Developers: | Yandex |
Date of the premiere of the system: | 2024/06/11 |
Technology: | ITSM - IT Service Management Systems |
2024: YaFSDP Library Presentation
Yandex has developed the YaFSDP library and posted it in open source. The developer announced this on June 11, 2024. It significantly speeds up the training of large language models - both in-house and third-party, open source. The library gives an acceleration of up to 25% - the result depends on the architecture and parameters of the neural network. YaFSDP can also use up to 20% less GPU (GPU) resources required for training. Now YaFSDP can be used by companies, developers and researchers around the world.
The Yandex library is designed primarily for large language models, although it is also suitable for other neural networks - for example, those that generate images.
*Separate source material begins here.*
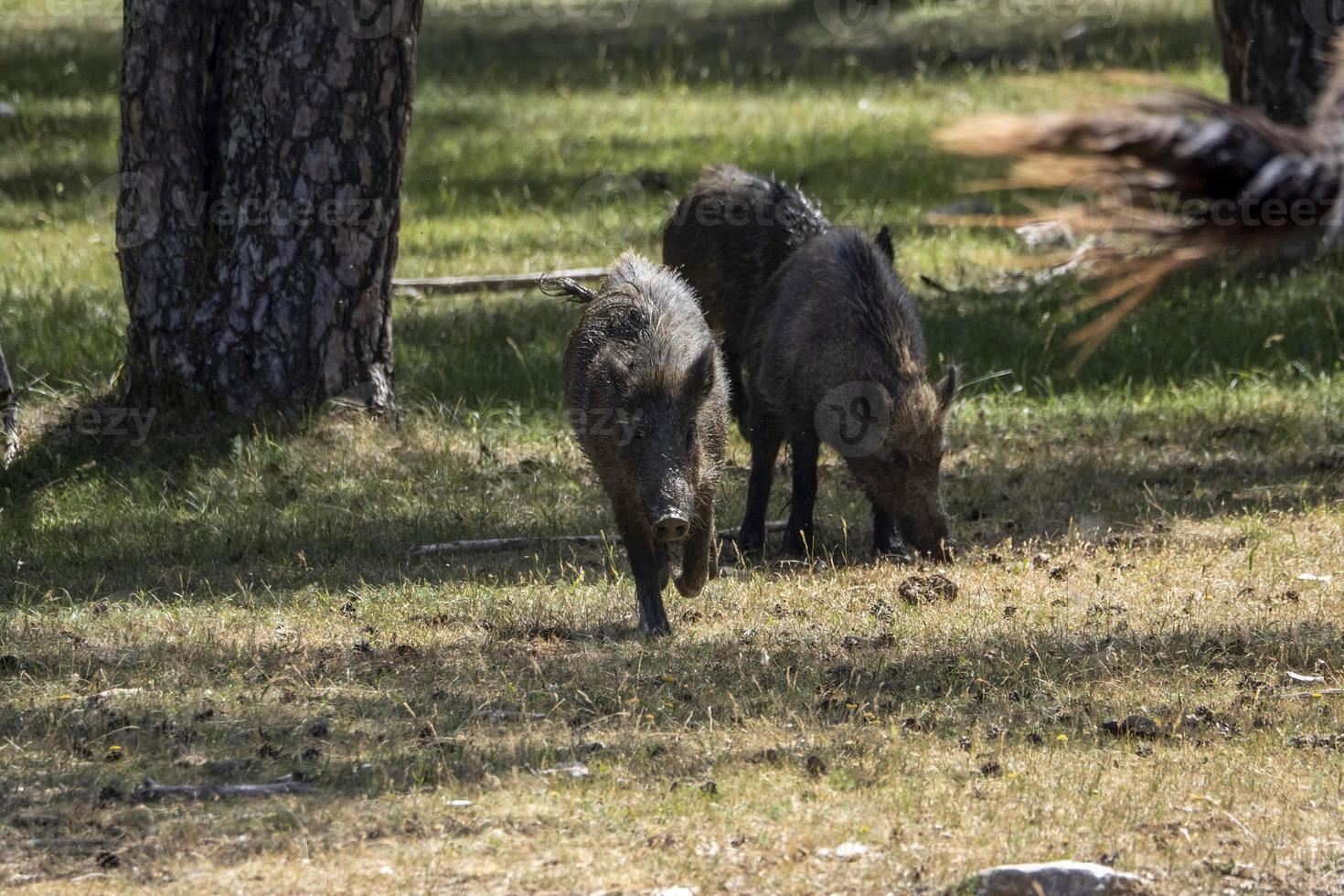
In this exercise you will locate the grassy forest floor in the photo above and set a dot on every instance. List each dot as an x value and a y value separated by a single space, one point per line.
1158 536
YaFSDP can reduce the cost of equipment for model training - this is especially important for startups and, for example, scientific projects.
One of the difficulties in teaching large language models is the insufficient loading of communication channels between graphic ones. processors YaFSDP decides this. The library optimizes the use of GPU resources at all stages of training: pre-training (preliminary), supervised fine-tuning (with a teacher), alignment (model alignment). Thanks to this, YaFSDP uses exactly as much graphics memory as is needed for learning, while nothing slows down communication between GPUs.
Yandex developed YaFSDP in the process of training its new generation generation model YandexGPT 3. The company has already tested the library on third-party neural networks with an open one. source code For example, if YaFSDP were used for the LLaMA 2 model, the pre-training phase on 1024 GPUs would be reduced from 66 days to 53 days.
YaFSDP source code is already on GitHub[1]. You can see the details of the measurements in the GitHub repository, and read about the development of the library - on Habra.